Наташка терпеливо ждала, не сходя с места. Наверное, помнила про поезд.
— Не устала?
— Нет, нет, — торопливо замотала она головой, — а ты?
— Пустяки, — сказал я с видом человека, вернувшегося с приятной прогулки. Тело слегка ломило, но на душе было хорошо.
Мы доели дружно последние мамины запасы, и вдруг я понял, что скоро уже не будет со мной не только надоевшей сумки, но и самой Наташки. Не за кого мне будет беспокоиться, не за кого отвечать, я буду совсем-совсем вольный казак…
Но вместо того, чтобы представить прелести этой свободной жизни, я почему-то начал расспрашивать Наташку.
— А кто они тебе, ну, те, к кому мы едем? Родственники?
— Нет, — покачала Наташка уныло головой. — Но мама сказала, они могут приглядеть за мной.
— А ты их видала когда-нибудь?
— Нет, но мама сказала, что я привыкну.
Я хотел спросить, хочет ли она к ним, но посмотрел на Наташкино лицо и не спросил.
…Пока я искал нужный дом по адресу, который был у меня на бумажке, мы оба молчали. Я долго стучал в маленькую калитку, прорезанную в высоком деревянном заборе, утыканном гвоздями, но никто не выходил.
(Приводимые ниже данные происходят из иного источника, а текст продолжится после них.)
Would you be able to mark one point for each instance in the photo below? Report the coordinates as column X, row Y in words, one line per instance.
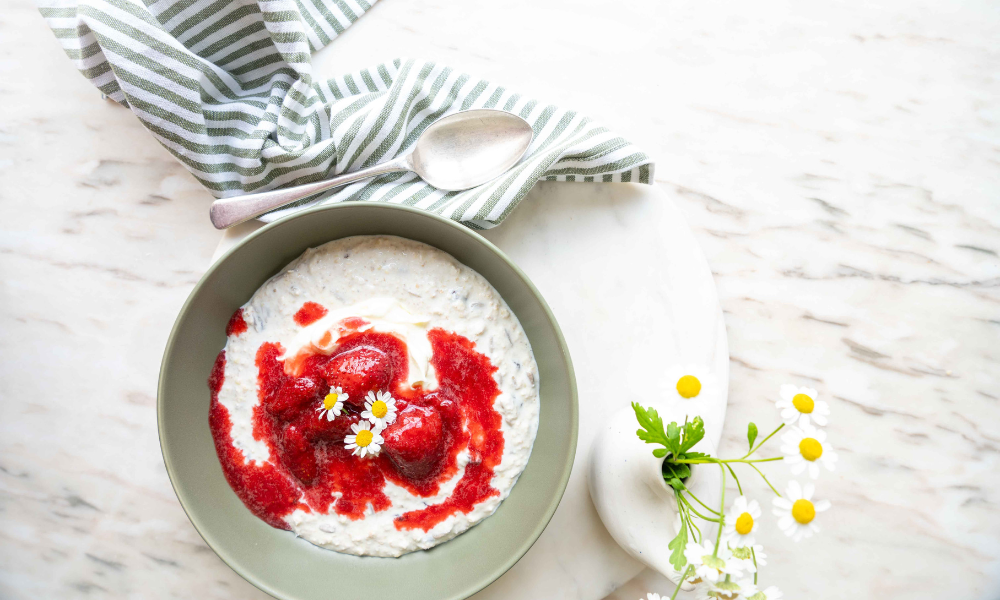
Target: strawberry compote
column 310, row 469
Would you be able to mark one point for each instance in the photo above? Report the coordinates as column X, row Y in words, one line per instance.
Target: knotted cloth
column 227, row 87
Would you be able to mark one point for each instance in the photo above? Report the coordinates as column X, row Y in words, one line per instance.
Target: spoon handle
column 227, row 212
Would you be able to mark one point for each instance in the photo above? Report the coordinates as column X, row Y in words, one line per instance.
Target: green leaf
column 680, row 471
column 695, row 455
column 652, row 425
column 677, row 545
column 674, row 439
column 693, row 432
column 677, row 484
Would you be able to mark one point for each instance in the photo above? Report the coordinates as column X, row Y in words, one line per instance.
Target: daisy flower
column 689, row 382
column 723, row 590
column 741, row 522
column 805, row 450
column 380, row 410
column 364, row 441
column 333, row 403
column 797, row 511
column 800, row 405
column 707, row 567
column 771, row 593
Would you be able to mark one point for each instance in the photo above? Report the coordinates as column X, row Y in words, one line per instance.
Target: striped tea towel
column 227, row 87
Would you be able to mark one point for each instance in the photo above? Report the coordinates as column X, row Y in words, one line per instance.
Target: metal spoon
column 454, row 153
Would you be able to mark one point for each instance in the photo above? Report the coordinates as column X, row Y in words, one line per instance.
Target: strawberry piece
column 294, row 396
column 414, row 442
column 359, row 370
column 297, row 454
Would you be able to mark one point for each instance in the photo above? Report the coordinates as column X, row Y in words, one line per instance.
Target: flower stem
column 764, row 477
column 721, row 461
column 733, row 473
column 684, row 576
column 691, row 509
column 757, row 447
column 707, row 507
column 722, row 508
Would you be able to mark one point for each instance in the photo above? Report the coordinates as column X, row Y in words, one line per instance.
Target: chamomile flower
column 333, row 403
column 741, row 522
column 364, row 441
column 796, row 511
column 806, row 449
column 689, row 382
column 771, row 593
column 708, row 567
column 799, row 405
column 722, row 590
column 380, row 410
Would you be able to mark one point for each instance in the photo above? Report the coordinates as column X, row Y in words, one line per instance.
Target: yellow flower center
column 688, row 386
column 744, row 524
column 803, row 511
column 803, row 403
column 810, row 449
column 364, row 438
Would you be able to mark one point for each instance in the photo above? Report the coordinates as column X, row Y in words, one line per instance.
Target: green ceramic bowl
column 275, row 560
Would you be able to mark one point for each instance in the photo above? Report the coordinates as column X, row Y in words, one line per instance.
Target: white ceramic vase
column 627, row 487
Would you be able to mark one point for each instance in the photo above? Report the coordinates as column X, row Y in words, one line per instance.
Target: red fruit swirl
column 308, row 458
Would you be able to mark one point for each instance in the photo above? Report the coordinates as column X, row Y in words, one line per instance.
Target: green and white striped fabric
column 227, row 86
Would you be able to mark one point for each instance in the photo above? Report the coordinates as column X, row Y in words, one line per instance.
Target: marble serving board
column 633, row 294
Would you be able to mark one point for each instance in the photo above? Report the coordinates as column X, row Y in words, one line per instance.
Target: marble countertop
column 839, row 164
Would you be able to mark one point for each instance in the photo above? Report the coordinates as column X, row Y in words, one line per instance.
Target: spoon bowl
column 469, row 148
column 456, row 152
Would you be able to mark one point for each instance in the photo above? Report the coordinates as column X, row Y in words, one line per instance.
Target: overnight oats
column 376, row 397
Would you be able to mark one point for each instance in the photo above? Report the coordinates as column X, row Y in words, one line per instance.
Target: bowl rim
column 567, row 469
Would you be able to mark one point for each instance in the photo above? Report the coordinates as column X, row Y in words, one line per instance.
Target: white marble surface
column 839, row 164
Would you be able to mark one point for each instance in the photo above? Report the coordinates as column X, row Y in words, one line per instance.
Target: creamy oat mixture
column 406, row 289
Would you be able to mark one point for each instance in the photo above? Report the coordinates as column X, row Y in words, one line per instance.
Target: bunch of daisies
column 365, row 438
column 726, row 567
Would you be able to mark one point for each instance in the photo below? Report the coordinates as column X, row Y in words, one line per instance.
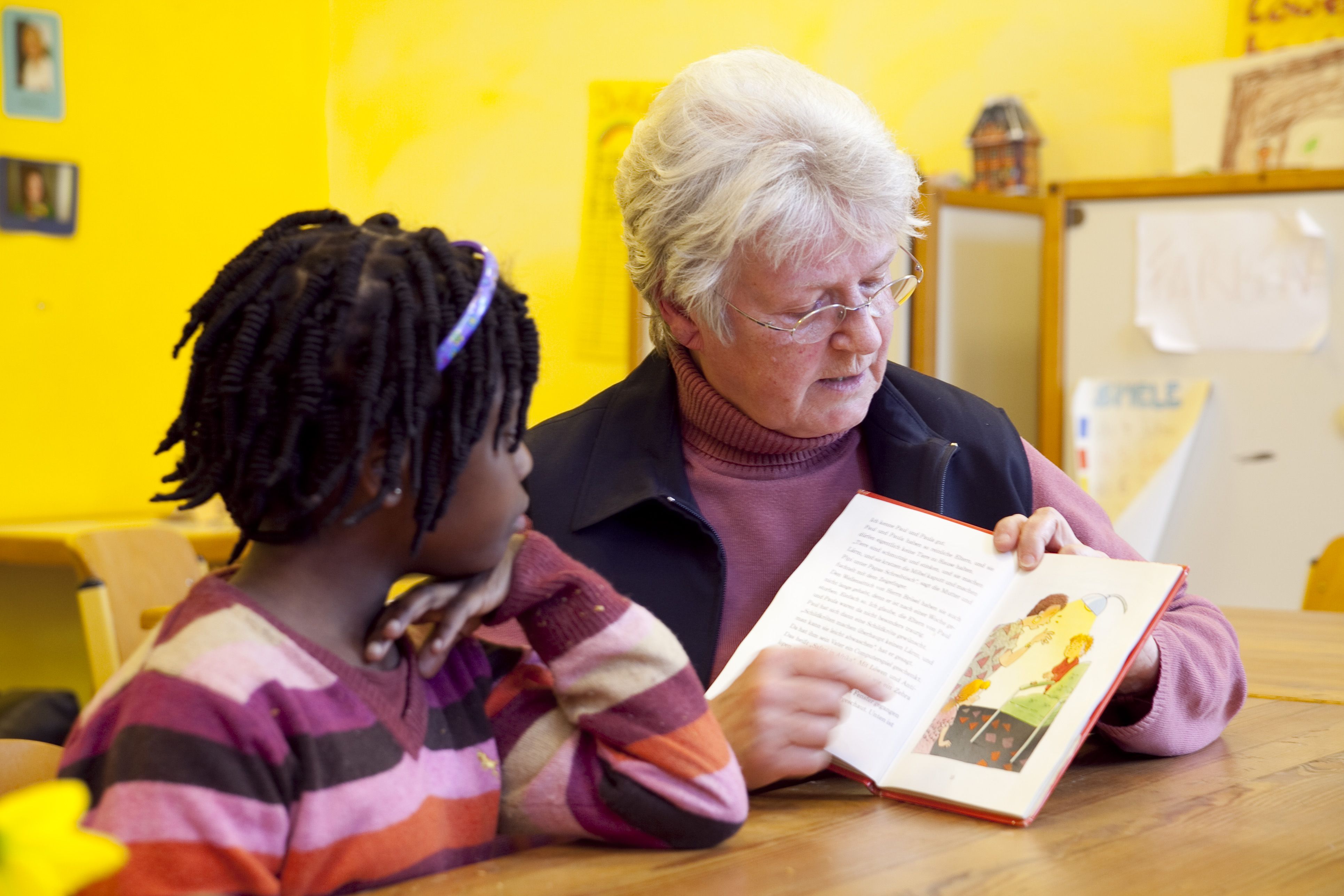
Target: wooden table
column 1292, row 655
column 1258, row 810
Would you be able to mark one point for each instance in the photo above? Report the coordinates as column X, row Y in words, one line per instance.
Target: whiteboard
column 1264, row 491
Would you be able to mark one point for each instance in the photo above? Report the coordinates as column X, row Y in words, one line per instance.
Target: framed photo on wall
column 39, row 197
column 34, row 64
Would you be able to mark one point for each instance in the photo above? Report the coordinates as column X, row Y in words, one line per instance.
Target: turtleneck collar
column 714, row 428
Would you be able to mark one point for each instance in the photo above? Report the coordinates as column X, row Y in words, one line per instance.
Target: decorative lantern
column 1006, row 147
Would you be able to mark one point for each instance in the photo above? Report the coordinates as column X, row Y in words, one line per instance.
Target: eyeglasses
column 819, row 324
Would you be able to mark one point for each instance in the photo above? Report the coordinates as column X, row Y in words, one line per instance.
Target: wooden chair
column 1326, row 581
column 26, row 762
column 135, row 577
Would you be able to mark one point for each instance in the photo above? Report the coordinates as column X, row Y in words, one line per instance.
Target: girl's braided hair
column 318, row 340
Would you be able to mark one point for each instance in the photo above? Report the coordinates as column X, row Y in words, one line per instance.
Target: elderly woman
column 764, row 210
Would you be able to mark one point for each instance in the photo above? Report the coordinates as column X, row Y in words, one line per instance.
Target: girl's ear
column 683, row 327
column 371, row 473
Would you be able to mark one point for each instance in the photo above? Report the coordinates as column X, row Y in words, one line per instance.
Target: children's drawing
column 1273, row 112
column 1005, row 735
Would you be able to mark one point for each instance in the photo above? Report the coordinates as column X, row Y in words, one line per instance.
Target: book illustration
column 1016, row 684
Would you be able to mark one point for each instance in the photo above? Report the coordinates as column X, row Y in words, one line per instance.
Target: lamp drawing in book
column 998, row 675
column 1002, row 733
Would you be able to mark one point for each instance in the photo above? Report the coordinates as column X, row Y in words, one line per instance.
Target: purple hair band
column 476, row 308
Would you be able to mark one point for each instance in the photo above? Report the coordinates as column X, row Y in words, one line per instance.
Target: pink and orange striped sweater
column 233, row 755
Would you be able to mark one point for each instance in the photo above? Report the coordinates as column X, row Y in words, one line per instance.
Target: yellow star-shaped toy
column 42, row 849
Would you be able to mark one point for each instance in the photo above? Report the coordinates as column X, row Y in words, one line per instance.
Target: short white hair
column 750, row 148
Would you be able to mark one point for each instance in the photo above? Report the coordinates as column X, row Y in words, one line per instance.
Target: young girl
column 358, row 397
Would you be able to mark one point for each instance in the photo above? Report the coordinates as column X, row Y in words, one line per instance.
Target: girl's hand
column 454, row 608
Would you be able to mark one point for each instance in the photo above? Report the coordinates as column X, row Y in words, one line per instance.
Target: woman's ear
column 683, row 327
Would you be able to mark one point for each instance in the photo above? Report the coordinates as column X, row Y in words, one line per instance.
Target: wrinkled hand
column 454, row 608
column 1033, row 536
column 780, row 713
column 1141, row 679
column 1047, row 530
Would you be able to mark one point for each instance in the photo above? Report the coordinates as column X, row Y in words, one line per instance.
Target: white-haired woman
column 764, row 209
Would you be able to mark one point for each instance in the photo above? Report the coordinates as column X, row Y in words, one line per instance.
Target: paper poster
column 1265, row 25
column 1266, row 111
column 38, row 197
column 1132, row 440
column 613, row 328
column 33, row 61
column 1233, row 280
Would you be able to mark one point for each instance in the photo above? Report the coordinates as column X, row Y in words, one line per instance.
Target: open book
column 999, row 674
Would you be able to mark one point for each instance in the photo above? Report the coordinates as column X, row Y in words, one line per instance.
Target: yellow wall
column 197, row 124
column 194, row 127
column 472, row 116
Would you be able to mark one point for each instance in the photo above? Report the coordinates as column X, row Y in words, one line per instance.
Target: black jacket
column 609, row 486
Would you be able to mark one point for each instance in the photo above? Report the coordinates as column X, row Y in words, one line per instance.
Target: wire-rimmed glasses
column 820, row 323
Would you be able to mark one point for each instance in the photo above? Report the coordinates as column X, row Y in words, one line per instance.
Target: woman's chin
column 834, row 408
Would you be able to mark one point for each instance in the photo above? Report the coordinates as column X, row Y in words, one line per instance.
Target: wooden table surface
column 1292, row 655
column 1258, row 810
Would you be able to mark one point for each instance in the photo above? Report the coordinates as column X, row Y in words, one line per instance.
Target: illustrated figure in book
column 1005, row 737
column 1002, row 647
column 1077, row 647
column 948, row 715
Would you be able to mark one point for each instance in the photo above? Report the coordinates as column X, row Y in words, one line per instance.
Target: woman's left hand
column 454, row 608
column 1049, row 531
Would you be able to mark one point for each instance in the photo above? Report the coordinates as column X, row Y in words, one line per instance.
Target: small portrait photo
column 34, row 81
column 39, row 197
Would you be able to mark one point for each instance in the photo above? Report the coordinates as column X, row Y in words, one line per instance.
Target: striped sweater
column 232, row 754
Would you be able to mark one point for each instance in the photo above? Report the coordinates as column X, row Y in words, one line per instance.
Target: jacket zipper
column 724, row 562
column 943, row 476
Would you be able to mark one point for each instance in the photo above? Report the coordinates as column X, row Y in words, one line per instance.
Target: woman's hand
column 780, row 713
column 454, row 608
column 1031, row 538
column 1141, row 679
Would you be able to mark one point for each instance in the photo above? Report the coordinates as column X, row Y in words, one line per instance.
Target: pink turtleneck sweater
column 771, row 497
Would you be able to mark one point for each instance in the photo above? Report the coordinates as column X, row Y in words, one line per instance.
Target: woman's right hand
column 780, row 713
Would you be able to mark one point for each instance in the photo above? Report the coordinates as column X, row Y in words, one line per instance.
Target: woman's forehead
column 822, row 268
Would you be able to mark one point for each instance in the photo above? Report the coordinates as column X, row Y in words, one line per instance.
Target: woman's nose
column 858, row 333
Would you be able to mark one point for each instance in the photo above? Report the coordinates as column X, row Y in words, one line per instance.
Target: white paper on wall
column 1233, row 280
column 1132, row 440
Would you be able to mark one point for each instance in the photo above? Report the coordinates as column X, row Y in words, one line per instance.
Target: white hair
column 750, row 148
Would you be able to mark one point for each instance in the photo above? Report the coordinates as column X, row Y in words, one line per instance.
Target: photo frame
column 38, row 197
column 33, row 52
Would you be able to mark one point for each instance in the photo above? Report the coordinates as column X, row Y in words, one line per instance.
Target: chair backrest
column 26, row 762
column 136, row 569
column 1326, row 581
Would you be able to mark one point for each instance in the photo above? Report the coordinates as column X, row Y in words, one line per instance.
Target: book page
column 1002, row 727
column 899, row 591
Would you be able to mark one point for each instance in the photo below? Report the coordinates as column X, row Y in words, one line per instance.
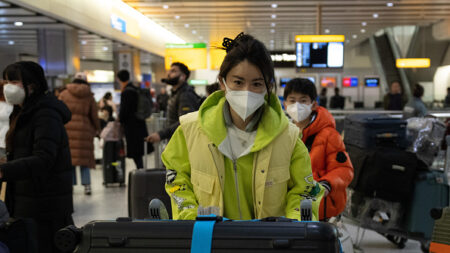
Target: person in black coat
column 134, row 128
column 38, row 168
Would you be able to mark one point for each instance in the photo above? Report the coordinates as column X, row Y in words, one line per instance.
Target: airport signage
column 319, row 38
column 413, row 63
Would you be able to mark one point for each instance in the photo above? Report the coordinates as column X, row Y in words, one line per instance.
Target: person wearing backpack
column 183, row 100
column 330, row 163
column 133, row 123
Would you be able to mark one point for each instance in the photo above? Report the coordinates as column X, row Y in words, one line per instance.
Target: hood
column 272, row 123
column 49, row 101
column 323, row 120
column 79, row 90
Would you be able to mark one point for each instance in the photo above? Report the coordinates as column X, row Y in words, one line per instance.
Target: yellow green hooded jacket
column 270, row 181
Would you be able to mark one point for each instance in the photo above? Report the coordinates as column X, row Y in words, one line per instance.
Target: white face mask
column 299, row 112
column 243, row 102
column 14, row 95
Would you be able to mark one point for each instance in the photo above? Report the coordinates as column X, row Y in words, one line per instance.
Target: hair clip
column 229, row 44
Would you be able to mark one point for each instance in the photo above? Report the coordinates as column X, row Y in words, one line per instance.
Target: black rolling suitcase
column 113, row 163
column 143, row 186
column 371, row 130
column 273, row 235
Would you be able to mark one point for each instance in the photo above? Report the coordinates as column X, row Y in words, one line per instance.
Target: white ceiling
column 212, row 20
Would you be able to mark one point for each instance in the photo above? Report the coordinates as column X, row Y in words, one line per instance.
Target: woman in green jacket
column 239, row 154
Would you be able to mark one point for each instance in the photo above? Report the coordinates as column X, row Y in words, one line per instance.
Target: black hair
column 183, row 68
column 212, row 87
column 246, row 47
column 301, row 85
column 107, row 96
column 123, row 75
column 418, row 91
column 31, row 75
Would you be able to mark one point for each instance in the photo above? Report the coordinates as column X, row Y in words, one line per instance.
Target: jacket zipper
column 237, row 188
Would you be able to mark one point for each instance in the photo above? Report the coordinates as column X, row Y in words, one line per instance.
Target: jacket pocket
column 203, row 185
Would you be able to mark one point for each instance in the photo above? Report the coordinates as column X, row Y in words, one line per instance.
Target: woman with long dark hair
column 238, row 154
column 38, row 168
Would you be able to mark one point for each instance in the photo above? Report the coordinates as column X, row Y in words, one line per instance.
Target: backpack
column 144, row 104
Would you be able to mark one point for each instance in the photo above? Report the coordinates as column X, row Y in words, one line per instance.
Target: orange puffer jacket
column 329, row 160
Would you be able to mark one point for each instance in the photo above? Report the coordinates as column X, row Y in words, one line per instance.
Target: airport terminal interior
column 360, row 56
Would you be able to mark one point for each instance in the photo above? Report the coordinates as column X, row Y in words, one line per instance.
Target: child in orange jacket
column 330, row 162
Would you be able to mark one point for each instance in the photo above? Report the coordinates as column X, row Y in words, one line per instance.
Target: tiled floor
column 110, row 203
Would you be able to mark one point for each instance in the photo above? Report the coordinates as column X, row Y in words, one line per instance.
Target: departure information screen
column 320, row 55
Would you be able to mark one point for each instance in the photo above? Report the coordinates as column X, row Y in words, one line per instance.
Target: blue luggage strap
column 203, row 232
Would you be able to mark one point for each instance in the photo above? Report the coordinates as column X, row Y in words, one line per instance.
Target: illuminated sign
column 413, row 63
column 198, row 82
column 193, row 55
column 319, row 38
column 350, row 82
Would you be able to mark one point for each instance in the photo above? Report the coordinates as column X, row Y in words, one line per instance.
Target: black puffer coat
column 38, row 171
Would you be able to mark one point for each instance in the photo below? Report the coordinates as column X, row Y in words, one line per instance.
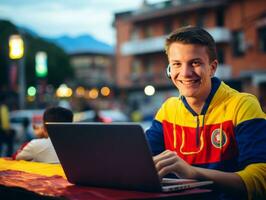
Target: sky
column 53, row 18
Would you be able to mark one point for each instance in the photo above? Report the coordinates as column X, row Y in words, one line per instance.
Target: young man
column 211, row 131
column 41, row 149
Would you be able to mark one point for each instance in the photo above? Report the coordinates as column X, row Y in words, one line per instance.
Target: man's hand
column 169, row 162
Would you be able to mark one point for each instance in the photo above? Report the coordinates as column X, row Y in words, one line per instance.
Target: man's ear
column 213, row 65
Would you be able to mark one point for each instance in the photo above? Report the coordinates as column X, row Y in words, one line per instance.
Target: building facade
column 238, row 27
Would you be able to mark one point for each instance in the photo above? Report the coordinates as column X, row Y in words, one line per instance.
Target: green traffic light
column 31, row 91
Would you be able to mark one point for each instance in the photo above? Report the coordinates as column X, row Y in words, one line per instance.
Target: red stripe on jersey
column 211, row 151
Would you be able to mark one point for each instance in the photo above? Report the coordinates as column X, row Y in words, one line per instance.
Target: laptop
column 113, row 155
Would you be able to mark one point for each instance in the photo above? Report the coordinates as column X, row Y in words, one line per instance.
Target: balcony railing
column 156, row 44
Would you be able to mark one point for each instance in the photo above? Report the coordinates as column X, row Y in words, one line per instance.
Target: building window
column 238, row 43
column 220, row 17
column 135, row 34
column 262, row 39
column 136, row 70
column 168, row 27
column 148, row 31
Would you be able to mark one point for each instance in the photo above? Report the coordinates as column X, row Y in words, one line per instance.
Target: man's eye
column 196, row 63
column 176, row 65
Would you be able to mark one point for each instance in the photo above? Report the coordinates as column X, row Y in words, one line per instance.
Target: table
column 31, row 180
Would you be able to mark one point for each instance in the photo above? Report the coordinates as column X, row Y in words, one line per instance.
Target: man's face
column 191, row 70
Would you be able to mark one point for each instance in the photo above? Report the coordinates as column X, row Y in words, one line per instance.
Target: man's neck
column 196, row 104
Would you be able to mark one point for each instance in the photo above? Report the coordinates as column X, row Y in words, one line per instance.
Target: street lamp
column 16, row 52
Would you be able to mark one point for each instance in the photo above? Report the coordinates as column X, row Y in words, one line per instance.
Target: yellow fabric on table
column 32, row 167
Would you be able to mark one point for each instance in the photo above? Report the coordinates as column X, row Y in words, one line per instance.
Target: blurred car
column 106, row 116
column 20, row 118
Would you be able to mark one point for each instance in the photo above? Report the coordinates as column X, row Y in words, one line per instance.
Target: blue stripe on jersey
column 251, row 140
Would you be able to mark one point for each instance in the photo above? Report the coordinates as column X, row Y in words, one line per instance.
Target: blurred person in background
column 41, row 149
column 211, row 131
column 7, row 135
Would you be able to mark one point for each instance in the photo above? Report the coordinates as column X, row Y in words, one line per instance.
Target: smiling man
column 211, row 131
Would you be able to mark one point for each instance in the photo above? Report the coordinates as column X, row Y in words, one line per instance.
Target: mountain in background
column 82, row 44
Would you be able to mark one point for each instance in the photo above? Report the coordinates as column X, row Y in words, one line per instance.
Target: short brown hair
column 193, row 35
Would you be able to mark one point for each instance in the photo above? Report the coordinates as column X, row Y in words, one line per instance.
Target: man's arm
column 169, row 162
Мы ушли и долго бродили по улицам. Они показались мне скучными и пыльными, такими же неприветливыми, как забор с гвоздями.
Потом мы опять подошли к нужному нам дому.
— Теперь уж, наверное, они пришли, — говорил я бодро, по на самом деле мне почему-то вовсе не хотелось, чтобы «они» так быстро пришли.
Напряженно я ждал шагов за калиткой, но снова на наш стук никто не вышел.
— Да их нету никого, — наконец показалась из соседнего дома женщина. — Они вторую неделю как в отпуск уехали. А вы издалека? И не знали? — она жалостливо смотрела на нас.
Значит, все зря! Зря я не поехал с ребятами. Зря трясся на поезде, потом на автобусе. Плутал по этому чужому поселку.
Но странное дело, несмотря на все это, я совершенно не чувствовал досады. Я смотрел на закрытую калитку, и мне становилось все веселей и веселей.
Я не знал, сколько живет их в этом доме, знакомых, которые «могут присмотреть» за одним маленьким, попавшим в беду человеком. Но разве наша семья — это только мама, которая через день дежурит? И только папа, который поздно приходит с работы? А я? «Разве мы — не общество? — вспомнил я слова старика-рыбака. — Разве нас кто лишал голоса?»
Я еще не знал, как я скажу дома все, что мне хотелось сейчас сказать.
Но я знал, что больше никогда не повезу по этой дороге Наташку, чтобы оставить ее здесь одну. И мама не повезет. И папа. Это я знал наверняка.